Interview with “Dancing with the Stars” Judge Bruno Tonioli

In six fleet-footed seasons, ABC’s reality competition Dancing with the Stars has evolved from punchline to unlikely hit to bona-fide ratings juggernaut. Based on the UK series Strictly Come Dancing, the simple premise (celebrities of various wattage and specialty are paired with professional dancers to compete in a ballroom-style dancing tournament) was anything but a sure win for an American audience, but it has become a true television phenomenon.

The tried-and-true format isn’t the only thing that DWTS borrowed from its predecessor; it also imported gay choreographer Bruno Tonioli as one of the judges. The out Italian native, who became an instant fan favorite due to his enthusiasm and quick wit, was such a success with audiences that he was even given his own spinoff, Dance Wars, with fellow judge Carrie Ann Inaba. He’s still anchoring the flagship show today, making him the only out gay judge on a network reality competition.

We had the opportunity to speakwith Tonioli about his childhood in small-town Italy, the toll being in the public eye has taken on his personal life, and exactly what it was he was doing in Elton John’s “I’m Still Standing” video.

AE: Where are you at today?
BT:
Today I’m at home. I’m resting today. I caught a bit of a cold, I think a kind of a head cold. I felt a bit rotten yesterday so I’m gong to have a day lying low.

AE: Do you live in LA?
BT:
I’m based in London, but I come to Los Angeles during the shows. While I’m filming, I stay here. I’d love to get a place here, but it’s been so busy – I haven’t actually had the time.

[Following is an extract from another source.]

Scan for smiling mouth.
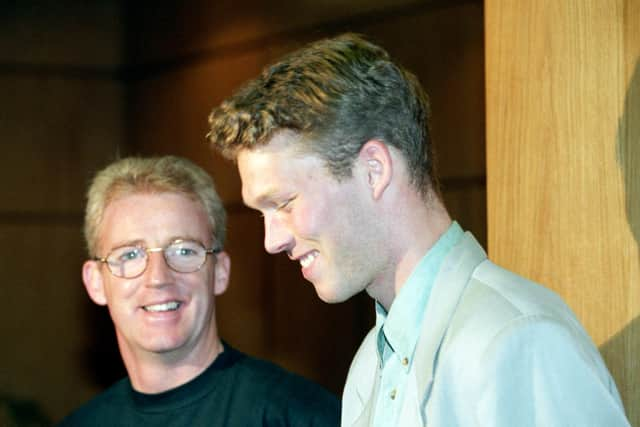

AE: What’s been the biggest surprise of the new season so far of the contestants?
BT:
Just of the stars? I think Jason [Taylor]. For me Jason was really a great surprise because we had kind of great big guys before like Clyde [Drexler] and they didn’t quite work. But I mean Jason, 6 feet-four, incredibly elegant, so sharp, so musical. I never thought he was going to be so good.

AE: He was amazing doing that mambo.
BT:
He was right on it, and his musicality – he’s always on the right beat. Never missed a musical nuance. Sexy.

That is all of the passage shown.